A trip to the local park is a beloved and relatively frequent outing in most children’s lives. From the slides and swings to the monkey bars and merry-go-rounds, parks departments offer youngsters both fun and the opportunity to socialize with others.
During the last few generations, however, issues surrounding youths’ social and entertainment media addictions, along with childhood obesity, have infringed on the healthy habit of frequenting a park. New programs have sprung into existence to promote physical activity and healthy social engagement among all ages: Unfortunately, not enough of them are designed for or are appealing to the preteen and adolescent demographic.
Without adequate guidance and positive stimulation for youth, communities are prone to higher rates of juvenile crime. These offenses can include, but are not limited to:
- Theft and destruction of property
- Drug use and distribution
- Gang activity
- Violent crime
The Florida’s State Attorney’s Office found that approximately 90 percent of juvenile offenses involved youth between the ages of 13–18. In 2000, there were 2,373 documented juvenile offenses in the county of Alachua alone.
A number of factors can contribute to such figures.
- Extremely permissive or authoritarian parenting style
- Unfavorable peer group association
- Low socioeconomic status
- Poor educational performance
- Certain mental health issues
In response, the Gainesville Arts and Parks Foundation, Gainesville Police Department, the Parks, Recreation & Cultural Affairs Department and the Florida State Attorney’s Office teamed up to create the Summer Heatwave program. Shannon Keleher, Gainesville parks’ recreation manager, said the 2008 experiment was originally developed and funded to serve approximately 200 at-risk teen citizens of Gainesville and Alachua County. Since then, it has seen measurable success.
“The Summer Heatwave program is currently featured as a best practice for building partnerships and community impact by the National Recreation and Park Association,” said Keleher.
Summer Heatwave offers a variety of beneficial and engaging activities during the summer, when school is out.

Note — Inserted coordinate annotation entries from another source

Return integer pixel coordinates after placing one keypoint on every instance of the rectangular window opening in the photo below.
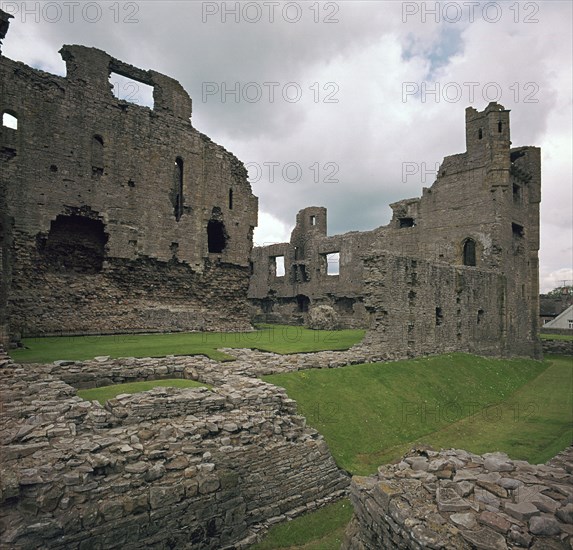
(132, 91)
(333, 263)
(516, 194)
(517, 230)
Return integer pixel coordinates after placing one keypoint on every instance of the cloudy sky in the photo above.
(328, 103)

Among these are monthly pool parties, structured team sports complete with a basketball league and teen lounges for socializing in the evening hours.
The program is free of charge to participants. The only requirements for joining are to meet the age specifications, be enrolled in school and attend Character Counts, a nationally sponsored program featuring a life skills curriculum developed by the PRCA that encourages positive development and engagement between the police department and community.
All lessons are built around the six pillars of the Character Counts program: trustworthiness, respect, responsibility, fairness, caring and citizenship.
“The participants also receive training in such life skills as opening a bank account and applying for employment,” said Keleher.
Hours of operation are 5–10 p.m., Monday through Friday, with special events taking place various Saturdays. The schedule is strategically designed to keep the program available to youth during hours when juvenile crime peaks.
Gretchen Casey, director of victim services at the Florida Office of the State Attorney, 8th Judicial Circuit, documented through court records that since Summer Heatwave began, the occurrence of juvenile crime has seen a steadier decrease than during the years prior to its implementation. Specifically, Alachua County saw a 40 percent decline in crimes committed by the adolescent population within the first six years of the program’s influence.
Keleher reported that heading into summer 2016, Summer Heatwave can expect to continue serving approximately 500–525 at-risk youth — a capacity that has more than doubled since the program was founded.
So how does Summer Heatwave continue to grow in both resources and accommodation if joining remains free to participants? In 2015, it cost approximately $61 per participant to operate the program. Expenses included jerseys; officials and trophies for sports teams; food and drink for pool parties; materials and supplies for teen lounges; and transportation costs for members pursuing further education by touring colleges and universities throughout the state. Heatwave’s Mickle Pool also received a $152,000 upgrade in 2015.
“Funding is made possible by the city of Gainesville’s general fund, with both the PRCA and GPD contributing money and inkind services,” said Keleher. “We have done a crowdfunding campaign in the past and have also received donations to help supplement the money PRCA and GPD allocated.”
Parks and recreation departments have had a successful hand in reducing juvenile crime all across the country. Not only have their programs been valuable to youths, but to the whole community.
“A lot of times we hear members of the community complaining about the amount of money spent on park and recreation programs,” reported Mary Eysendach, director of Conservatories in the Chicago Park District. “What people need to understand is that those investments are returned tenfold in terms of saving money not spent on traditional crime deterrents.”